Revision [67076]

This is an old revision of Economic Freedom made by nick on 2015-07-02 19:32:03.


Reform: 4-Pillars of the Liberal Awakening

3) Economic Freedom

  1. Main reasons for why change MUST happen:
    1. Complete Moral Collapse and Economic Failure of Banks and the financial sector in general
    1. Complete Failure of Government to anticipate the financial collapse, or to regulate financial sector.
    1. Vast government (tax payer) debt used to underwrite and bailout banks.
    1. Government created a debt mountain for the young generation to pay off so that the current middle age, middle class incumbents can maintain their lifestyle.
  1. Keynesianism & Monetarism don’t work: governments, central banks and economists only create problems for the future.
  1. Get rid of corporation tax: increase tax on dividend payments.
  1. 90% taxation rate on shares bought and sold within 24hrs. Taxation on sales of shares will be determined by length of time held.
  1. Get rid of the Bank of England.
  1. Interest rates to be determined by the market.
  1. Return to a Gold Standard.
  1. Split up High Street banks into town of regional lending banks to support industry: end up having thousands of independent banks.
  1. All banks pay into an ‘Insurance Levy’ that will underwrite any bank failure.
  1. The taxpayer will NOT underwrite banks ever again.
  1. Individuals should spread their risk between banks to avoid the possibility of loss.
  1. Government to average a 5% budget surplus on any 7 year period of expenditure.
  1. Deliberate deficit spending to be outlawed: protect the next generation.
  1. Government debt to be reduced to zero over 25 year period: no more tax receipts used to pay off debt.
  1. Money Supply targets to be abolished.
  1. The city of London to be re-modelled to have its prime interest to be to invest in UK industry, business, and Education/Research sector.
  1. Huge increase in productivity to enable all the social benefits of shorter working hours. Goal of a 4 day week.
  1. Make Output not Input the measure of workplace success.
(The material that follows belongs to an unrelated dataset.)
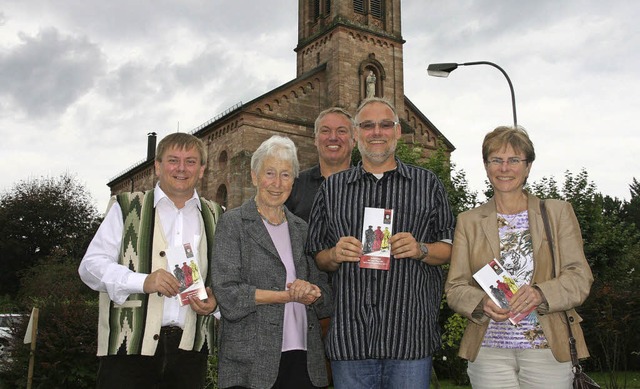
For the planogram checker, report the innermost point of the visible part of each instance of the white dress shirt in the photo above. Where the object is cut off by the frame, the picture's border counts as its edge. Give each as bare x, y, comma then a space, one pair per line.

Anyone who hangs around late in the office is obviously inefficient and therefore not worthy of promotion.
  1. Politicians, Economists, and Civil Servants have be shown to be totally incapable of controlling or predict the world’s economy, and are victim to events.
  1. The self styled ‘Experts’ and should not attempt to manipulate and control the economy or business.
  1. All businesses - especially the banking and financial sector - should operate within the same parameters as all other capitalist business, and never be underwritten by government again.
  1. All the financial sector will operate under the same ‘moral hazard’ as other businesses.
  1. To avoid ever again the ‘too large to fail’ situation, retail banks will be broken up into very small local units, and be solely involved in lending to individuals and businesses.
  1. Riskier financial organisations such as investment banks will be be stopped from any socially useless money trading schemes.
  1. When banking investors know that they are not guaranteed to get their deposits back, then they will be more careful about spreading their risk.
  1. Shareholding democracy
  1. More Cooperatives
  1. Trade Unions to buy shares in companies and elect Directors

Taxation & State Borrowing
  1. A new law will be brought in that forbids government from borrowing to pay for services (except in exceptional circumstances such as war).
  1. All annual spending will have to be met through equivalent revenue raised through excise and taxation.
  1. A commitment to pay off the total national debt in 25 years, thus creating a better and more prosperous society for the next generation.
  1. To meet this commitment, a surplus of revenue over spending will, therefore, have to occur every year.
  1. Corporation Tax to be abolished - companies shouldn’t be punished for being successful, but instead encouraged to re-invest their profits.
  1. However, the taxation on any profits moved out of the company - in the form of dividends etc. - will be very heavily taxed, at a rate starting at 75%.
  1. The socially useless Stock Exchange culture of rapid share transactions will be punitively taxed. Stocks and shares should only be bought as long term investments, and used as means for helping businesses to grow and expand.
  1. There will a sliding scale of taxation on stocks & shares capital gains depending on how long the shares have been held. This will encourage private equity organisations, hedge funds etc. to hold stock for several years, so that when they come to sell taxation rate will be far less.
  1. Traders who buy and sell shares within 48hours will be taxed at a 98% on any capital gains.
  1. Individuals too will be encouraged to buy shares as a long term investment, and get involved in the running of the company - including scrutinising the directors.
  1. All large investors such as pension and insurance funds will be told that they have to be ‘activist investors’, attending all AGMs, and scrutinise the board of directors.